The Political Committee

The Political Committee


The drawing up of the final resolution of the Political Committee, chaired by the former President of the French Council of Ministers, Paul Ramadier, gave rise to lively and protracted debate.


In point of fact, almost half the participants in the Hague Congress were involved in the work of the Political Committee. It deliberated in the main hall of the Dierentuin, in the Botanical Gardens, and later at the Ridderzaal. Its bureau consisted, in addition to Ramadier, of two rapporteurs — the Conservative MP, Leslie Hale, and René Courtin, Delegate-General of the French Council for a United Europe — and two Secretaries — the former British Minister, Henry Hopkinson, and the French MP, André Noël. Finalised by René Courtin and Duncan Sandys, the President of the International Committee of the Movements for European Unity (ICMEU), the draft resolution was subject to a large number of proposals for amendments prepared by a drafting committee and adopted or rejected by a show of hands. This sometimes involved the risk of ending up with a text based more or less on the lowest common denominator.


In contrast with the cohesive UK front, the French delegation, albeit large, lacked unity. Most of the French suggestions were thus rejected, in particular those put forward by Claude-Marcel Hytte, editor of La République Moderne, which were thought to be too corporatist in nature, and by the French lawyer, Claude Lussan, who proposed that a proportion of the members of the European Assembly be designated by representative bodies such as the trade unions. Other particularly noteworthy interventions in the Political Committee included those of André François-Poncet, French Ambassador, and Jean Drapier, Deputy Head of Cabinet to Paul-Henri Spaak, the Belgian Prime Minister, on the involvement of Germany, and those of the Labour MP Ronald Mackay and his Conservative counterpart, Harold Macmillan, in favour of an Assembly elected by the national parliaments. The Political Committee’s deliberations also provided an opportunity for the observers from Central and Eastern Europe and Spain to express their attachment to the European cause and assert their wish to take part in the unification of Europe. The need to introduce a European passport and create a European Affairs Ministry in every country was another issue raised, along with the need to associate with the proposed united Europe the Overseas Countries and Territories (OCTs), the colonies of some European nations. Some Congress participants disagreed on how a democratic regime should be defined. Others advocated the establishment of an Extraordinary Council of Europe consisting of government representatives. With regard to the drawing up of a Charter of Human Rights, a number of speakers emphasised the specifically European understanding of relations between the citizen and the state. They were, therefore, opposed to the idea that a united Europe should confine itself to adopting the Universal Declaration of Human Rights which the UN was drawing up at that time.

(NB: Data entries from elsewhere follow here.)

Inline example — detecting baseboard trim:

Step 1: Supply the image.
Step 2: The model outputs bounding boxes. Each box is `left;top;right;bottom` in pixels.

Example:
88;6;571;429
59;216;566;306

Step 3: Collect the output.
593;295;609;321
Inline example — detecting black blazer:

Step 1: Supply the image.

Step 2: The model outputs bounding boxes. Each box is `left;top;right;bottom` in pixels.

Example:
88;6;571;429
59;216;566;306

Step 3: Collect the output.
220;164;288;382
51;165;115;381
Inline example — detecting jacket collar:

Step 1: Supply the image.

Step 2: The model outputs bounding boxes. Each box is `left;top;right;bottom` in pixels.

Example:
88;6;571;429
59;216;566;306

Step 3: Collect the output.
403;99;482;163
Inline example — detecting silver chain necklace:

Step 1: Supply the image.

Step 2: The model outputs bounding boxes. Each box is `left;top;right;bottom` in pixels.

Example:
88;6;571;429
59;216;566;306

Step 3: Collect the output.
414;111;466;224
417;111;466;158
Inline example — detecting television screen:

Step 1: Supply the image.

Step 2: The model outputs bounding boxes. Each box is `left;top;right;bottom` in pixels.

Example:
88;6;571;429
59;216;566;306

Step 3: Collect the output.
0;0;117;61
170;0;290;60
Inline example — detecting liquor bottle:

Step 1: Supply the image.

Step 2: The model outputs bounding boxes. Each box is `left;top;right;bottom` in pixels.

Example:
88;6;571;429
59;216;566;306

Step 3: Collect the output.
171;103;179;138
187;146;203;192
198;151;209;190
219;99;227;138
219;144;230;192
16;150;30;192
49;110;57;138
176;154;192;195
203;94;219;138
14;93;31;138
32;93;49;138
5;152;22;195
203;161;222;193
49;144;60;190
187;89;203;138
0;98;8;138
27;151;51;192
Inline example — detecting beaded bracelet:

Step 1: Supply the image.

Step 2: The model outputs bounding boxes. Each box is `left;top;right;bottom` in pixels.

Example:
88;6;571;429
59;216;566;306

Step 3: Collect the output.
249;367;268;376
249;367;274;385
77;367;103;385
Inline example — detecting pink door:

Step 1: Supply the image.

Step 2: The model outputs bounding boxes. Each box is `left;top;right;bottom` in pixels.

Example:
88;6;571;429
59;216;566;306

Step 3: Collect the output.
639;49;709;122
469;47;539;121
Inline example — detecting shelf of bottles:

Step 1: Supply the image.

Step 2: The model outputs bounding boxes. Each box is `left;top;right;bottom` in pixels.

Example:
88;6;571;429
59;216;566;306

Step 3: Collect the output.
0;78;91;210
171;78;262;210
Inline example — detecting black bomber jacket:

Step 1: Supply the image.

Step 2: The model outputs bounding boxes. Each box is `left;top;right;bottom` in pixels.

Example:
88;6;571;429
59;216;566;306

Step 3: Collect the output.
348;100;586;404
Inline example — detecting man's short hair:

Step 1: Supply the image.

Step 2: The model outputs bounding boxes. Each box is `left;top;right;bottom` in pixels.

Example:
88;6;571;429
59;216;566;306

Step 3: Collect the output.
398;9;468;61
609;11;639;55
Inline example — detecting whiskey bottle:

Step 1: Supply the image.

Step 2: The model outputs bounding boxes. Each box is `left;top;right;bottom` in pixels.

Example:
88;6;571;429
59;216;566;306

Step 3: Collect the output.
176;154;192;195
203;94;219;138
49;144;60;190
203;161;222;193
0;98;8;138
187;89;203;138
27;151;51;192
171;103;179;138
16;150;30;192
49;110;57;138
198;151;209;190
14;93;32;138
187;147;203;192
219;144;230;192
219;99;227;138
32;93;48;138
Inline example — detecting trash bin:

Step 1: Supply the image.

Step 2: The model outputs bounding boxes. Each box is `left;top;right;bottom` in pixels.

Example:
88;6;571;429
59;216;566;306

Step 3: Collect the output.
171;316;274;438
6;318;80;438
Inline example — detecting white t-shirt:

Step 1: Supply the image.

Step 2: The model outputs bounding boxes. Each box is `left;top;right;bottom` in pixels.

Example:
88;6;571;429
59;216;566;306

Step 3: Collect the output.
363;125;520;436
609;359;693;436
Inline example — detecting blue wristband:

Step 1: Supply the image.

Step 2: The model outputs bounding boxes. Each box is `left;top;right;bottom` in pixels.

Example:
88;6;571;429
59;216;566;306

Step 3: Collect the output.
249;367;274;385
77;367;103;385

But the proposal that would create the greatest stir was the one put forward by Paul Reynaud, the former President of the French Council of Ministers. Backed by Édouard Bonnefous, Chairman of the Foreign Affairs Committee in the French National Assembly, he sought, in an audacious proposal, to argue that the members of the future European Assembly should be elected not by national MPs but directly by the people. He saw this as the best way of generating public interest in European issues. He further proposed that MPs in favour of European unity should act immediately to table bills in their respective parliaments whereby, in the countries concerned, the election of representatives to the European Assembly should be undertaken on the basis of one representative for every one million inhabitants. In March 1948, Reynaud and Bonnefous had already tabled a draft resolution in the National Assembly inviting the French Government to engage, without delay, in negotiations with the various European countries with a view to the convening of a European Constituent Assembly. But in The Hague, Paul Reynaud’s proposal produced sharp reactions from Congress participants of a pro-union persuasion and from the representatives of the small countries who were worried that a majority of seats in the European Assembly would be earmarked for the great powers. After many hours of discussion, a majority was secured in the Political Committee to reject what was regarded as too radical an approach. The participants had, no doubt, come to realise that European unity could be achieved only with the support of the national governments and parliaments; hence the need to adopt a more moderate recommendation.


The text of the resolution, adopted unanimously by the Political Committee during the night of 9 to 10 May, was presented the next morning by Ramadier at a plenary session chaired by the Conservative MP and former British Foreign Secretary, Anthony Eden. It was ratified unanimously by the Congress. It stated in particular that:


— the time has come when the European nations must transfer and merge some portion of their sovereign rights;


— a European Assembly chosen by the Parliaments, from among their members or others, should be convened as a matter of real urgency;


— a Commission should undertake immediately the task of drafting a Charter of Human Rights and of laying down the standards to which a State must conform if it is to be deemed a democracy;


—a Court of Justice should enforce the Charter;


— the Union or Federation of Europe (the text leaves this point open) would not be directed against any nation.